Un scénario familier à presque tous ceux qui ont un jour sérieusement augmenté leur volume : l'allure à la fréquence cardiaque habituelle s'est effondrée, les jambes sont lourdes depuis trois semaines d'affilée, le sommeil s'est dégradé, la motivation a disparu. Le premier réflexe logique — faire des analyses. Et c'est là que survient la grande déception : le plus souvent, elles reviennent normales. Cela ne veut pas dire que vous avez tout imaginé. Cela veut dire que le surentraînement ne se détecte pas ainsi.

C'est un spectre, pas un interrupteur

La confusion commence par les termes, et mieux vaut la lever tout de suite. La définition consensuelle (déclaration commune de l'ECSS et de l'ACSM, 2013) décrit trois états qui se distinguent moins par leurs symptômes que par le temps nécessaire pour revenir en forme :

  • Le surmenage fonctionnel (functional overreaching) — une baisse de forme planifiée après un bloc difficile. La récupération prend quelques jours, suivie d'une surcompensation. C'est une partie normale et nécessaire de l'entraînement.
  • Le surmenage non fonctionnel (non-functional overreaching) — la même chute, mais dont la sortie s'étire sur des semaines ou des mois, sans aucun gain au bout du compte.
  • Le syndrome de surentraînement (OTS) — un état sévère dont le retour se mesure en mois et en années.

Le problème, c'est que sur le moment ces trois états se ressemblent. On ne peut les distinguer qu'a posteriori — d'après le temps qu'il vous a fallu. C'est précisément pour cela que « je suis en surentraînement » quatre jours après une semaine difficile est presque à coup sûr un diagnostic erroné.

Pourquoi les analyses n'aident pas

Une scoping review récente (Carrard et al.) a rassemblé 39 publications portant sur 30 études indépendantes, soit 952 personnes — 328 présentant des signes d'OTS et 624 témoins. L'objectif était simple : trouver le test qui pose le diagnostic. La conclusion est décevante : il n'existe pas d'étalon-or, et l'OTS reste un diagnostic d'exclusion.

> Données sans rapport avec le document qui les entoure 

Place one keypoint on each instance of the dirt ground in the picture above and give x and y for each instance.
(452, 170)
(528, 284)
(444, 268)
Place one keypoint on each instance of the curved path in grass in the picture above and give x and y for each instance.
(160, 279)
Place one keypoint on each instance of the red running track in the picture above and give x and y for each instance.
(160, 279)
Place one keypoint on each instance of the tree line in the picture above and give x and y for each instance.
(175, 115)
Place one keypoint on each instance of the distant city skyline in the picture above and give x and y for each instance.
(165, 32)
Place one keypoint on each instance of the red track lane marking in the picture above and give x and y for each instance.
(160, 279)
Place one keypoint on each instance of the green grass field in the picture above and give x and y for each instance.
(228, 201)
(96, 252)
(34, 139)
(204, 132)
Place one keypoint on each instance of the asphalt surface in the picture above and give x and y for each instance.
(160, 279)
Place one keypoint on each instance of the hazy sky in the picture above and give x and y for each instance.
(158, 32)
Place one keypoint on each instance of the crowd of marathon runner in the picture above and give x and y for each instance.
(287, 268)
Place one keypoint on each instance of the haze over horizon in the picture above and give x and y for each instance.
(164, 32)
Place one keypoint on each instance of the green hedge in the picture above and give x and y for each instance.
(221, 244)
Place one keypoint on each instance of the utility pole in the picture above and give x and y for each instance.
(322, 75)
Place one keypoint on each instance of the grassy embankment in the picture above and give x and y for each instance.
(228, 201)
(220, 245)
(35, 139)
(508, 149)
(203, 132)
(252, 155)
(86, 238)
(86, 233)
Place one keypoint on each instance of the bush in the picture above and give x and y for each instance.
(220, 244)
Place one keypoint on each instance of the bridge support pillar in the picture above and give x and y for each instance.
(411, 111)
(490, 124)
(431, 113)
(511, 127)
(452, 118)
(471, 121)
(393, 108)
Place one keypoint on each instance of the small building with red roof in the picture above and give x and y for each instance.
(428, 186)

Quelque chose se dessine tout de même dans les données. Chez les personnes atteintes d'OTS, on a retrouvé une testostérone abaissée, un cortisol élevé et une réponse émoussée aux tests de stimulation ; des variations de la glutamine et du profil lipidique ; des modifications des marqueurs immunitaires et du stress oxydatif ; un déplacement de la variabilité de la fréquence cardiaque vers une prédominance parasympathique ; un profil psychologique caractéristique au questionnaire POMS — fatigue élevée et vigueur basse. Les échelles EROS (clinique, simplifiée et complète) méritent une mention à part : dans les études, elles sont parvenues à séparer tous les athlètes masculins présumés surentraînés des sujets sains.

Mais viennent ensuite les réserves. Aucun marqueur pris isolément ne possède un pouvoir discriminant suffisant — les auteurs écrivent explicitement qu'il faut des combinaisons de variables, parce que l'état est multisystémique. Quant aux échelles EROS, il reste à les valider sur de grands échantillons et chez les femmes, quasi absentes des études.

D'où la conclusion pratique : une prise de sang normale n'exclut pas le surentraînement, et un « mauvais » cortisol ne le confirme pas à lui seul.

Ce qu'il faut suivre en réalité

Puisque le laboratoire ne donne pas de réponse, ce sont des choses simples, que vous pouvez tenir vous-même, qui fonctionnent. L'idée clé — se comparer à soi-même sur un travail identique :

  • La fréquence cardiaque à allure fixe. Pas la maximale, mais bien la sous-maximale : la même vitesse sur la même boucle. Une FC qui monte à allure inchangée — ou, à l'inverse, une FC qui « ne monte pas » alors que l'effort est dur — est un signal.
  • La vitesse de récupération de la fréquence cardiaque après une fraction standard.
  • L'effort perçu (RPE) sur un travail connu. Si votre footing facile habituel est ressenti systématiquement un ou deux points plus dur, ce sont des données, pas des jérémiades.
  • L'humeur et la vigueur. Ce n'est pas un hasard si les échelles de type POMS figurent parmi les marqueurs les plus sensibles : le profil psychologique change souvent avant le profil physiologique.
  • La puissance ou l'allure sur une fraction de contrôle — une baisse qui ne se rattrape pas après une semaine d'allègement.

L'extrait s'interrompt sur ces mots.